Transfer approximately one times 10 to the seven cells from each processed spleen into a clean FACS tube, and immediately run the cells on the flow cytometer as demonstrated to gate the CFSE-low, intermediate, and high target cell populations. Then acquire a total of 2, 000 CFSE-low events in the Fluorescence 1 channel, and calculate the specific lysis of each cognate target cell population according to the formula detailed in the text. In this representative experiment, the success of the depletion of naturally occurring regulatory T-cells in mice injected with anti-CD25 monoclonal antibody was confirmed by flow cytometry.
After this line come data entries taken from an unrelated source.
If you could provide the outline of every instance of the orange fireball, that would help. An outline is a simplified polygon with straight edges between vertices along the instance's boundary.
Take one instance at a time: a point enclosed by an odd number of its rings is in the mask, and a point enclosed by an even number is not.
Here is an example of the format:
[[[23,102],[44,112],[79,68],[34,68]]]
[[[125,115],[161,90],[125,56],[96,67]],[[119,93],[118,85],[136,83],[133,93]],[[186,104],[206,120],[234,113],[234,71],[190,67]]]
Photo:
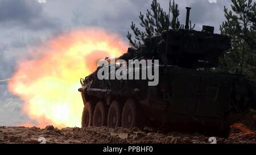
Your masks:
[[[61,35],[19,61],[12,78],[26,78],[10,81],[9,90],[23,100],[23,111],[37,122],[35,125],[80,127],[80,78],[96,69],[98,60],[126,52],[127,45],[120,38],[95,28]]]

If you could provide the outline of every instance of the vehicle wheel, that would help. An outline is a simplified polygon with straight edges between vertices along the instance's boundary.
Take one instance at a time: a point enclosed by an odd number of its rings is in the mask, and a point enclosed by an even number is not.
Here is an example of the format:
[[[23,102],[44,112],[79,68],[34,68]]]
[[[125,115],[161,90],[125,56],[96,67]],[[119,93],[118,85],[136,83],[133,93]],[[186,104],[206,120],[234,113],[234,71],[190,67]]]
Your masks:
[[[84,107],[82,115],[82,128],[92,126],[92,105],[90,102],[86,102]]]
[[[108,127],[116,128],[121,126],[121,107],[116,100],[111,103],[108,115]]]
[[[106,110],[102,102],[97,103],[93,112],[93,125],[105,126],[106,124]]]
[[[133,128],[144,127],[142,117],[140,115],[138,107],[132,99],[128,99],[125,103],[122,114],[122,127]]]

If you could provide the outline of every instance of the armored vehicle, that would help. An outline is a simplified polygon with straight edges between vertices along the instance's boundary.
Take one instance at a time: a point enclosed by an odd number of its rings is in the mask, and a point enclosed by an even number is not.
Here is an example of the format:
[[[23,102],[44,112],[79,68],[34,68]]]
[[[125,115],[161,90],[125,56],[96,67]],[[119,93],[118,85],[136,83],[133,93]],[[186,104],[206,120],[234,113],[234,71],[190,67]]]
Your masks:
[[[99,79],[98,72],[104,68],[110,69],[107,77],[121,67],[128,70],[128,66],[115,61],[99,66],[81,79],[79,91],[84,104],[82,127],[149,127],[229,135],[230,125],[254,104],[254,89],[242,74],[214,71],[219,57],[230,48],[229,37],[213,33],[214,27],[210,26],[204,26],[201,31],[190,30],[188,19],[185,29],[168,30],[148,38],[138,49],[129,48],[115,60],[158,60],[158,64],[152,61],[150,65],[139,65],[122,73],[157,68],[158,85],[150,86],[150,80],[146,79]]]

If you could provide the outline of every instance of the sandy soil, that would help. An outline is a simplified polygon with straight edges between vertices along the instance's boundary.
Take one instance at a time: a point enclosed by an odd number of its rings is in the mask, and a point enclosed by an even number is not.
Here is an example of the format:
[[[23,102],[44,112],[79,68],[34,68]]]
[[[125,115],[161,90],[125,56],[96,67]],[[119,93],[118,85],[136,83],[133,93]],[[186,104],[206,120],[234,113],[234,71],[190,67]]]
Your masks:
[[[246,133],[232,128],[229,138],[216,137],[217,143],[256,144],[255,114],[255,111],[250,112],[240,122],[248,127],[250,131]],[[163,134],[146,132],[137,128],[67,127],[59,129],[52,125],[43,129],[35,127],[0,127],[0,143],[43,143],[44,139],[46,143],[209,143],[209,138],[197,133]]]

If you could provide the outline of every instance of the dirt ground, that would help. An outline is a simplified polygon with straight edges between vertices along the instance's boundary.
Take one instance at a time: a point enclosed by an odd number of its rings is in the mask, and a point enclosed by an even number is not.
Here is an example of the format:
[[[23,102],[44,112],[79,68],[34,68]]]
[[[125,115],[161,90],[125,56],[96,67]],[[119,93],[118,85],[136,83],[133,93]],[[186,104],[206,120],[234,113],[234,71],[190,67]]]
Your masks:
[[[217,143],[256,144],[256,112],[251,111],[238,126],[232,128],[228,139],[216,137]],[[242,124],[242,125],[241,125]],[[198,133],[146,132],[137,128],[106,127],[64,128],[0,127],[0,143],[210,143],[209,137]]]

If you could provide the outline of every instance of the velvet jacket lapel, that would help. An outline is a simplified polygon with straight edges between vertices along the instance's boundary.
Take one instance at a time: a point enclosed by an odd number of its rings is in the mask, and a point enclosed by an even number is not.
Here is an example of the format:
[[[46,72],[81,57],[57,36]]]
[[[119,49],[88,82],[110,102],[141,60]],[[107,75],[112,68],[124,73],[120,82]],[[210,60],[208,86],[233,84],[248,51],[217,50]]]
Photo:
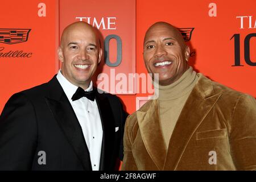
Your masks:
[[[191,138],[221,95],[214,93],[212,81],[200,74],[176,122],[168,150],[160,126],[158,101],[153,100],[148,107],[137,111],[143,143],[159,169],[176,169]]]
[[[137,115],[141,134],[147,152],[159,170],[163,169],[167,148],[159,121],[157,100],[151,101],[148,107],[137,111]]]
[[[84,168],[92,170],[90,155],[79,122],[56,76],[49,81],[46,100],[67,140],[73,147]]]

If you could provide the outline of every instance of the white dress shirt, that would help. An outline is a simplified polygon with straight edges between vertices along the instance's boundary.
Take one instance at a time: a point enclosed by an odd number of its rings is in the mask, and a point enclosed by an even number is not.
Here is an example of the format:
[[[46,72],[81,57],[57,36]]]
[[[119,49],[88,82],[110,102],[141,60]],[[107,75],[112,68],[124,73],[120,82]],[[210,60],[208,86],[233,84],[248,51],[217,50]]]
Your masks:
[[[71,98],[78,86],[71,83],[61,74],[60,70],[57,75],[57,79],[61,85],[68,98],[76,117],[82,128],[84,137],[90,153],[93,171],[99,169],[102,142],[102,126],[96,100],[92,101],[84,97],[72,101]],[[92,81],[85,91],[93,89]]]

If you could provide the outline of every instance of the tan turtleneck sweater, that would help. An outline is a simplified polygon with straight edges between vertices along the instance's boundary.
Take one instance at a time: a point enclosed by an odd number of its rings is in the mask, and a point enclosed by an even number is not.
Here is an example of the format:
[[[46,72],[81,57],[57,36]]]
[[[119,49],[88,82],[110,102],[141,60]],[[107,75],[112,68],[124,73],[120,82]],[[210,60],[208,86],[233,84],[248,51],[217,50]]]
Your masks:
[[[179,116],[198,79],[190,67],[174,83],[164,86],[155,84],[155,87],[159,88],[160,121],[167,148]]]

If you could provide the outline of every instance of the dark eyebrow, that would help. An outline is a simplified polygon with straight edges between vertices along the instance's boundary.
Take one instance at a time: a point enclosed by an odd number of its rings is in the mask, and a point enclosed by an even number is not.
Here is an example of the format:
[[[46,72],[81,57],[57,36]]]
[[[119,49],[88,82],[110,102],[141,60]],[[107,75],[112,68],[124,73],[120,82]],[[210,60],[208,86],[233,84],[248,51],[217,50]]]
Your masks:
[[[69,46],[70,44],[76,44],[76,44],[78,44],[78,43],[76,42],[71,42],[70,43],[69,43],[68,44],[68,46]]]
[[[97,47],[97,46],[93,44],[89,44],[89,46],[95,46],[96,47]]]
[[[146,45],[147,43],[152,43],[152,42],[155,42],[155,40],[148,40],[148,41],[147,41],[146,42],[145,42],[144,45]]]
[[[177,40],[176,40],[176,39],[172,38],[165,38],[165,39],[163,39],[163,40],[170,40],[170,39],[171,39],[171,40],[174,40],[177,41]]]
[[[68,46],[69,46],[70,44],[75,44],[75,45],[77,45],[79,43],[77,42],[71,42],[68,44]],[[89,44],[89,46],[95,46],[96,47],[97,47],[97,46],[93,44]]]

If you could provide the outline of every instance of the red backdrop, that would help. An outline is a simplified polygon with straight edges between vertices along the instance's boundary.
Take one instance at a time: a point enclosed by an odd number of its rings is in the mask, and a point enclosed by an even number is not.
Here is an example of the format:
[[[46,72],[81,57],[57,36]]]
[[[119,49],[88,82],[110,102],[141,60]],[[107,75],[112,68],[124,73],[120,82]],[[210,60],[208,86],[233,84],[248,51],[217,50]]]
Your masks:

As expected, near-equal peaks corresponding to the control and cognate target cells were detectable in naive mice. In contrast, Site-IV-displaying target cells were almost completely absent in T-antigen-primed mice, regardless of their prior treatment with anti-CD25 monoclonal antibody or PBS. Interestingly, naturally occurring T reg cell depletion by anti-CD25 monoclonal antibody augmented in vivo cytotoxic T-lymphocyte-mediated lysis of Site-I-pulsed target cells.
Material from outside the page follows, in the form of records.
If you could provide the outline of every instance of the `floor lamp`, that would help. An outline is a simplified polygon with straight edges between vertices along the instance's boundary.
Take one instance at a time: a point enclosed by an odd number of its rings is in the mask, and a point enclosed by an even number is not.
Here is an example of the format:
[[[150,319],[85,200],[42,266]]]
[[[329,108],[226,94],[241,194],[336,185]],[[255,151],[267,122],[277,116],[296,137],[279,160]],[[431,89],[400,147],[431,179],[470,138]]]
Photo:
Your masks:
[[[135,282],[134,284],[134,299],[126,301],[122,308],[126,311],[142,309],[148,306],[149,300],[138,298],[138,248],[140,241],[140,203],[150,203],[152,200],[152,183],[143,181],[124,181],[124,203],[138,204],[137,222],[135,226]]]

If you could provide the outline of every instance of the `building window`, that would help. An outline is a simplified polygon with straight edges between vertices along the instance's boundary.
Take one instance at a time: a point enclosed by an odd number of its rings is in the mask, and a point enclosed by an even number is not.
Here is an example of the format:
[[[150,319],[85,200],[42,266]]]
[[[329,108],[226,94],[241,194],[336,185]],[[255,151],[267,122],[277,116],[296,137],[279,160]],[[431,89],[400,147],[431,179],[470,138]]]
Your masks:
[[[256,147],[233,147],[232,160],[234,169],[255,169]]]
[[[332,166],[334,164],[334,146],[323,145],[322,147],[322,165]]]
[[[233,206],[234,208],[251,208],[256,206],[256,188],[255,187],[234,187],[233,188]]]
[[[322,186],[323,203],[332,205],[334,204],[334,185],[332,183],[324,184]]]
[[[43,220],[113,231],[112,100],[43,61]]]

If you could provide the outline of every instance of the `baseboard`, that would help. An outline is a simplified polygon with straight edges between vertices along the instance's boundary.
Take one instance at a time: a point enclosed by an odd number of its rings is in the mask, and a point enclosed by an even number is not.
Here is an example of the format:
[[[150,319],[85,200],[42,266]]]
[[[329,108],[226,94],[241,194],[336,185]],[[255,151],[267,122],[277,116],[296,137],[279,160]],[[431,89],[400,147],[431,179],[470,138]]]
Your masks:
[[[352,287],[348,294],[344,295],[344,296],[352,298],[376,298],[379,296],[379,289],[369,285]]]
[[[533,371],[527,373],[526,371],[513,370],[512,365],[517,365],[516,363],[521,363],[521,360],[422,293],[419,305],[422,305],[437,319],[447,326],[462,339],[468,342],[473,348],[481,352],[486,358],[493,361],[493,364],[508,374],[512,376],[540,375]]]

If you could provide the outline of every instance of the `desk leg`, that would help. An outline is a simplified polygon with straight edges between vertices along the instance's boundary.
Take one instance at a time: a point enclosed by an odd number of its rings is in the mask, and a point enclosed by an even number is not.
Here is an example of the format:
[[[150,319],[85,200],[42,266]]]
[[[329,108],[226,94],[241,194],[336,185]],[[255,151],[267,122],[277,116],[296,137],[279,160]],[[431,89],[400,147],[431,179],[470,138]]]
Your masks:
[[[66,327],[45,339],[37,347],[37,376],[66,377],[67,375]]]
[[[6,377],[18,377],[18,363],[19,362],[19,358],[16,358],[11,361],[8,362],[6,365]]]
In this second representative investigation, programmed death 1 blockade enhanced sub-dominant CD8-positive T cell sites one and two-slash-three-specific responses, suggesting that interfering with programmed death 1/programmed death ligand 1 interactions may induce epitope-spreading in anti-cancer CD8-positive T cell responses. It's critical when labeling your donor cells with CFSE, make sure your concentrations are precise. Otherwise this may result in overlapping histogram peaks, which make your required calculations and data interpretation difficult, if not impossible.
It will be important to optimize in vivo cytotoxicity assays to quantify effector functions elicited by different killer cell types that recognize peptide and non-peptide antigens in the same host.